28. In the present case, the Court notes that the applicant did not disclose to the media any information as regards the friendly-settlement negotiations, such as the amount offered, or any other specific information related thereto. Furthermore, the Government did not argue that the applicant’s request made via CİMER, an electronic portal whereby anyone may submit a request or a complaint via electronic means directly to CİMER, had either been read or was likely to be read by a large number of people, and the Court is not in a position to ascertain whether either of these possibilities materialised in the present case.
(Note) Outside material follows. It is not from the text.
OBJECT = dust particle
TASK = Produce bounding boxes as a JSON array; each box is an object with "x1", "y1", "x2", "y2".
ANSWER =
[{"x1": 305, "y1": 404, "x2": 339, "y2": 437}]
Lastly, and given the fact that the applicant’s request was forwarded first to the Ministry of Justice and then to its Department of Human Rights, the Court cannot conclude that it was made public.

29. The Court is cautious of the serious nature of any breach of the confidentiality rule as well as the consequences such breach may entail on an application. However, without taking a position on the question as to whether the applicant breached the rule of confidentiality and having regard to the foregoing considerations as well as the fact that the applicant did not divulge any details of the friendly-settlement negotiations but merely mentioned the existence of a friendly-settlement offer he had received and his willingness to accept it in an electronic message submitted via an electronic portal belonging to the State and subsequently forwarded to the Ministry of Justice, the Court considers that a decision to declare the application inadmissible as an abuse of the right of application would be disproportionate (see Lesnina Veletrgovina d.o.o. v. the former Yugoslav Republic of Macedonia (dec.), no. 37619/04, 2 March 2010, and compare Hadrabová and Others v. the Czech Republic (dec.), nos. 42165/02 and 466/03, 25 September 2007). Accordingly, the Government’s preliminary objection must be dismissed.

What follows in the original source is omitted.